In his piece, Majeed Ahmad focuses on the issues that designers are dealing with as they combine embedded processors with analog circuitry – a combination that is enabling a broad range of applications.
Embedded applications are, of course, nothing new, but, as Majeed notes, new challenges are always popping up— “especially when embedded processors designed to work with analog have also evolved over the years to facilitate greater battery efficiency and lower power consumption.”
Drawing on the work of Synaptics’ Dave Gillespie, he describes two analog-embedded challenges.
The first one presented: how to deal with the fact that silicon technology between digital and analog is diverging as manufacturers, aiming for higher performance and lower supply voltages, run up against the constraint that “analog front-end (AFE) circuits often use higher I/O voltages for better dynamic range.”
“Ever smaller feature sizes make digital logic faster and cheaper, but at the same time, they are less and less appropriate for analog circuits,” Gillespie said. “Consequently, sometimes a package that looks like a chip from the outside actually has multiple silicon dice inside.”
There is a solution in which the package combines one part that’s produced through a digital-friendly process – making use of capabilities like digital calibration, which can make up for any aspects of analog processing that are less than ideal – and another circuit that’s built through a process that’s more analog-oriented.
The question then becomes: what goes into the system-on-chip (e.g., signal level, bandwidth) and what more appropriately stays external.
It’s tricky. Mixed-signal and advanced analog designs have been built expressly, from the ground up, to optimize digital performance, and are better suited for some applications rather than others. The industry is coming up with workarounds for this. (One thing about technology: it does have the ability to respond and adapt as needed!)
Beyond the challenge of accommodating analog, there’s the question of deciding on where operations are best performed: special-purpose processors vs analog circuits.
“You need a lot of analog expertise to call this decision properly,” [Gillespie] said. “To do an efficient SoC today, you need deep skill with a wide variety of processing cores, not just with a CPU and its bus architecture.”
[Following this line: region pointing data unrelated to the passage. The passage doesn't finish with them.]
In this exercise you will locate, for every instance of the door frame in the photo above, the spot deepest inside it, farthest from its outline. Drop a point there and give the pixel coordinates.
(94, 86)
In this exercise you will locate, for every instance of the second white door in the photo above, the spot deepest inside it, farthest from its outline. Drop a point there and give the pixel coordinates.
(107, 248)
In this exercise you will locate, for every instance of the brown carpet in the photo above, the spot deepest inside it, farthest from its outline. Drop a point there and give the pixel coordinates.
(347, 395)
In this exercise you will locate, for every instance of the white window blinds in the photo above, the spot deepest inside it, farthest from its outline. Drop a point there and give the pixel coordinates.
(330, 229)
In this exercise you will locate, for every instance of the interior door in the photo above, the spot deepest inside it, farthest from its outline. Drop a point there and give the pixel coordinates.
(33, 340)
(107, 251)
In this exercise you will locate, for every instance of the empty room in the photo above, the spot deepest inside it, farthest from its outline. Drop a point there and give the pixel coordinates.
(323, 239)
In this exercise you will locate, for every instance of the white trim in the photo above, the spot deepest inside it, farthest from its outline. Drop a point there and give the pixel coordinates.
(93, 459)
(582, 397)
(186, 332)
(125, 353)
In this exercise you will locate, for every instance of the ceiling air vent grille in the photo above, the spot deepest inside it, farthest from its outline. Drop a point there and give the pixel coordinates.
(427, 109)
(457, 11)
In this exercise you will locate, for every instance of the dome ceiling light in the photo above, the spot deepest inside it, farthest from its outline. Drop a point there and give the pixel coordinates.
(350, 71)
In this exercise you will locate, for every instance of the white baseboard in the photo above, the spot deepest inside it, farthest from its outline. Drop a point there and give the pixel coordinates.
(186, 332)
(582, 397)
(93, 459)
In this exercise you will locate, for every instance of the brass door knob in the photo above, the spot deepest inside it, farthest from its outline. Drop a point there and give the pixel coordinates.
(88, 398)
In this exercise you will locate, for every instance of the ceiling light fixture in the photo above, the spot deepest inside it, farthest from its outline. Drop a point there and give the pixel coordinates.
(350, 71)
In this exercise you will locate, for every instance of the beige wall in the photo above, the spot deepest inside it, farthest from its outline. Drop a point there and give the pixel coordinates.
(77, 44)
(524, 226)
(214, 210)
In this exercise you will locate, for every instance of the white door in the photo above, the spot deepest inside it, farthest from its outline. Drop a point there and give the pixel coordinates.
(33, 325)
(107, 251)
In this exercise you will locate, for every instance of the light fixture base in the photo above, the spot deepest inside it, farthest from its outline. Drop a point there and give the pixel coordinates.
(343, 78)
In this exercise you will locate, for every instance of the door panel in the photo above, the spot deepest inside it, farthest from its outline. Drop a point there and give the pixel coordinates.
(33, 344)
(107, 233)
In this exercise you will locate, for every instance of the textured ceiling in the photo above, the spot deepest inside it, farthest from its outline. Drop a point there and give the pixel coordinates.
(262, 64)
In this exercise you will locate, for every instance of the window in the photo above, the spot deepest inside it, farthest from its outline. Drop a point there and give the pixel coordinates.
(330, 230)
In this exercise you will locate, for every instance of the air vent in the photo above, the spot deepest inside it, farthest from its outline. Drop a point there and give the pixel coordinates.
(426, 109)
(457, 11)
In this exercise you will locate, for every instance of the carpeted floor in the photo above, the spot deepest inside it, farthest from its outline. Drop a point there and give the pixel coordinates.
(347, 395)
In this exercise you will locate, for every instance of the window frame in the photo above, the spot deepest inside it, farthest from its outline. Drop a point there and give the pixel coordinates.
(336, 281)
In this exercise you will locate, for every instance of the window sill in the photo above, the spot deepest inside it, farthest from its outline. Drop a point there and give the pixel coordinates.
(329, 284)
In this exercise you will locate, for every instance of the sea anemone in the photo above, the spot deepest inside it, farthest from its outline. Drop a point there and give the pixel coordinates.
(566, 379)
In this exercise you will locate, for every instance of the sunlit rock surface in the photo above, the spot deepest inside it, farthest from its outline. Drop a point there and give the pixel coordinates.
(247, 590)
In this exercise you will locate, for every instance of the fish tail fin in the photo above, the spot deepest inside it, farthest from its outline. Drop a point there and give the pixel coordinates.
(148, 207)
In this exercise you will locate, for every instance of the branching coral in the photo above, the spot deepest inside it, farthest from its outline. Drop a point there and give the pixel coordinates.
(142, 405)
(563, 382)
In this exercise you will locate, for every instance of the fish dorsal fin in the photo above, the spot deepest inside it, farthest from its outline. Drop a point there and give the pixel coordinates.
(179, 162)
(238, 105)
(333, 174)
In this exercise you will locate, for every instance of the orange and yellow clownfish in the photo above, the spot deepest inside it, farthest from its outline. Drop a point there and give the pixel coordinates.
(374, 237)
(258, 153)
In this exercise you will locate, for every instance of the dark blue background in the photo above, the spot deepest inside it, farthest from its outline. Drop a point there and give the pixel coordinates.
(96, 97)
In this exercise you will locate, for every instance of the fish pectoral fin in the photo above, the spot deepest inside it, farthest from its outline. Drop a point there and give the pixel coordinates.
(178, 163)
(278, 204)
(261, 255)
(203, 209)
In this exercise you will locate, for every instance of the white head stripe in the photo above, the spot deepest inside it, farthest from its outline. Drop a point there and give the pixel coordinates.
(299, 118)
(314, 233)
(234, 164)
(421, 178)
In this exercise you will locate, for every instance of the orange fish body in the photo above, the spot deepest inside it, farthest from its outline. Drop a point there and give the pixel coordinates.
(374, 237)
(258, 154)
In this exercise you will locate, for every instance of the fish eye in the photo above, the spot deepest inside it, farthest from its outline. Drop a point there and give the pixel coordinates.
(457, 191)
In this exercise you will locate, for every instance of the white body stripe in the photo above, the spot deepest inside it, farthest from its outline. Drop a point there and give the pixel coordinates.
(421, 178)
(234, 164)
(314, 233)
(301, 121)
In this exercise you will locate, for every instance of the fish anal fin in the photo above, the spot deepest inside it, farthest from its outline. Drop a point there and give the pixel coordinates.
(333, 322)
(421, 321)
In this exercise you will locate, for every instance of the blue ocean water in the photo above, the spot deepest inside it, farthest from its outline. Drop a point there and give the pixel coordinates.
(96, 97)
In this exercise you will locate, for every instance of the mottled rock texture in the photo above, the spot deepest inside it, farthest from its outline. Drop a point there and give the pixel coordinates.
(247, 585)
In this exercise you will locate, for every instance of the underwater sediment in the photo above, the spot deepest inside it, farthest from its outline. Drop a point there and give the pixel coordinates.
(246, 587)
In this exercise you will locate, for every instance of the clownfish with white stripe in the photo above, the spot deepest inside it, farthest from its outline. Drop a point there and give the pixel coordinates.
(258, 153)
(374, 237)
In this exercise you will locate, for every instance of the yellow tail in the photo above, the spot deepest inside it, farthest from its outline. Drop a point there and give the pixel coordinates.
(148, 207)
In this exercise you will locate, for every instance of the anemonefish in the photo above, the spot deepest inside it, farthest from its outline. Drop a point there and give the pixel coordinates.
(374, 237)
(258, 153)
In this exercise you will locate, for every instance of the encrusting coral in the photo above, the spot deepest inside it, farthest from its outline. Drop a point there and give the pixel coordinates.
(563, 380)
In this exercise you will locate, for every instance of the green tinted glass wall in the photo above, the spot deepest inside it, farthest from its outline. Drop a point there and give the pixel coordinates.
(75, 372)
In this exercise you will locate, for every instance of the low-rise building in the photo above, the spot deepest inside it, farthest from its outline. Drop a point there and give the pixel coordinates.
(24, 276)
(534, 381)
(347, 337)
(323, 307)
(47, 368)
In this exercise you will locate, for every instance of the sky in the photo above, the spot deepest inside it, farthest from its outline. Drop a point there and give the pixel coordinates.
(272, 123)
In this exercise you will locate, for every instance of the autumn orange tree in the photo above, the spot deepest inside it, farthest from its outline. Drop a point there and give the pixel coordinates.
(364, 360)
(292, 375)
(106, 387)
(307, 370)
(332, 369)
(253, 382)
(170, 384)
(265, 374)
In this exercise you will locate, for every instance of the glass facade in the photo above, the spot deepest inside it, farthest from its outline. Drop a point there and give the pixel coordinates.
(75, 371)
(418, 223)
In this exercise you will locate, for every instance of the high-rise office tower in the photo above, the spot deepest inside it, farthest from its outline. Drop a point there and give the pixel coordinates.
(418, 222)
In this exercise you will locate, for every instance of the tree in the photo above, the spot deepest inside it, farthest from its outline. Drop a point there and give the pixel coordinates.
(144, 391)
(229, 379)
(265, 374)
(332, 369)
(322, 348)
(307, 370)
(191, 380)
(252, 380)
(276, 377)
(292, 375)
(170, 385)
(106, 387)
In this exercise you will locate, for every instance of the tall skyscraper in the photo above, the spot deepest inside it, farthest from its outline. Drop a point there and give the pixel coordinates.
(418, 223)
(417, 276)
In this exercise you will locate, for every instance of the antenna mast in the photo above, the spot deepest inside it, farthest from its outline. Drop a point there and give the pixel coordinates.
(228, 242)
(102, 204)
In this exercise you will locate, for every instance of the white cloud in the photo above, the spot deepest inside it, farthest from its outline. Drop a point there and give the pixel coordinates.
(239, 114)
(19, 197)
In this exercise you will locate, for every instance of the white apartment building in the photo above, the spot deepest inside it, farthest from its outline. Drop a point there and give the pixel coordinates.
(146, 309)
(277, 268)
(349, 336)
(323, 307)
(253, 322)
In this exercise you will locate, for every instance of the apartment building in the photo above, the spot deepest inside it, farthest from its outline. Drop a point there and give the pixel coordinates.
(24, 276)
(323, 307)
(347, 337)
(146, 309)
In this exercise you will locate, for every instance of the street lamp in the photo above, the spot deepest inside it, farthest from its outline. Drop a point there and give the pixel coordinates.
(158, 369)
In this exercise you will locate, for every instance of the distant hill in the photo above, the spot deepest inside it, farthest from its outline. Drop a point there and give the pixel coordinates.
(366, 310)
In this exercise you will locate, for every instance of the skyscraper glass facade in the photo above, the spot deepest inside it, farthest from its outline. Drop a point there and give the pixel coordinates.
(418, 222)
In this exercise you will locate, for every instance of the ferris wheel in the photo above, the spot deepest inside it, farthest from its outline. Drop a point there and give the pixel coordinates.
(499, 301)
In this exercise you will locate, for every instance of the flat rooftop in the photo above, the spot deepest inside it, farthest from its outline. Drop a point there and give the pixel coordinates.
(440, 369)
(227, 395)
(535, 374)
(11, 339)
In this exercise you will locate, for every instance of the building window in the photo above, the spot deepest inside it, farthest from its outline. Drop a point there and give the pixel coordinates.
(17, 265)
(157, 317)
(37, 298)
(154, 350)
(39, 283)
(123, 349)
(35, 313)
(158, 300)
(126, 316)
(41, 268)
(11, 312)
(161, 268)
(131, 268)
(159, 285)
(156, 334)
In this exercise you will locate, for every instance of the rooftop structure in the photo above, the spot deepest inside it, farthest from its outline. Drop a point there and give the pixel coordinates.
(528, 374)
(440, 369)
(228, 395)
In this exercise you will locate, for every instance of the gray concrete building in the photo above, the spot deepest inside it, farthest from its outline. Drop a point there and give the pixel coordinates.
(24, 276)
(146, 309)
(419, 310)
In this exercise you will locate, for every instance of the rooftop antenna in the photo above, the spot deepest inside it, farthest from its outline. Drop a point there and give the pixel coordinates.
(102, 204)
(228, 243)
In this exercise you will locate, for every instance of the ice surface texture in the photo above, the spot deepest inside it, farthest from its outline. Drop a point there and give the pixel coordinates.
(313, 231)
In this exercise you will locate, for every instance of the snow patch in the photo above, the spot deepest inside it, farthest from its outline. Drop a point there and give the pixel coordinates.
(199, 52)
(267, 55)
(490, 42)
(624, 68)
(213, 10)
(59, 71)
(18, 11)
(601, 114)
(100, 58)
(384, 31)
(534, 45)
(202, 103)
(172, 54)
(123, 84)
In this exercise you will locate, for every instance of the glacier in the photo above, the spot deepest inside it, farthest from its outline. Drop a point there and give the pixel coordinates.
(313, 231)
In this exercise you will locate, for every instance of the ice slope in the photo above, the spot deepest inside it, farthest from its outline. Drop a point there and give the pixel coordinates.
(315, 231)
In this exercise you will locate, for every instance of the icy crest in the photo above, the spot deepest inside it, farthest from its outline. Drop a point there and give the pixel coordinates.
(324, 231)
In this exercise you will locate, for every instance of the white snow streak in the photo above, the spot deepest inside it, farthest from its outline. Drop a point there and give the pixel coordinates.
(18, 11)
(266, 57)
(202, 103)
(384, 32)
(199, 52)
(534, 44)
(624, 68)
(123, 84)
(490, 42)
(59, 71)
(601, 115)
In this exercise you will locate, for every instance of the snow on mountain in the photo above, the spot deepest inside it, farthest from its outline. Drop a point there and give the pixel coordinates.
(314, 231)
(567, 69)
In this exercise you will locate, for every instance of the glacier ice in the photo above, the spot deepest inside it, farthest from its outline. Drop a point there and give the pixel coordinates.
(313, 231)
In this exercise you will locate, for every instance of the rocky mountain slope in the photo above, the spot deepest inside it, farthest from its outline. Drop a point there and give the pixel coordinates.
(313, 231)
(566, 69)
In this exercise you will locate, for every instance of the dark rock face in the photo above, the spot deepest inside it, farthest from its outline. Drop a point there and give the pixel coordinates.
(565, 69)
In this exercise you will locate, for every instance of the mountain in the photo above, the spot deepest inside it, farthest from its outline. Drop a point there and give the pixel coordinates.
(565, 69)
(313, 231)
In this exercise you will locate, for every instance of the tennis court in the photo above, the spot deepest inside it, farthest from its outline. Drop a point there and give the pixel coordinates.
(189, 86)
And then there’s our old friend DSP to factor in:
“Moreover, at high frequencies, it’s also often necessary to pre-process signals with a dedicated DSP or video codec core right next to the data conversion stage.”
There are a number of other considerations, some specific to the sensor-rich applications that are increasingly on the scene.
Lots going on in the world of embedded processing, much of it thanks to the spectacular growth of IoT devices. There’s no exact measure for the number of IoT devices that are out there. I’ve seen estimates for 2023 of 7 billion IoT devices, and others that place the figure at nearly double that amount. (Just extrapolating from a data point of one – the IoT devices I own – I’d put my money on the higher number.) Growth rate estimates for the next few years also vary. But the commonality among them is that growth is high, and not slowing down anytime soon.
Looking forward to going a little deeper on connectivity and low power, edge computing, and security.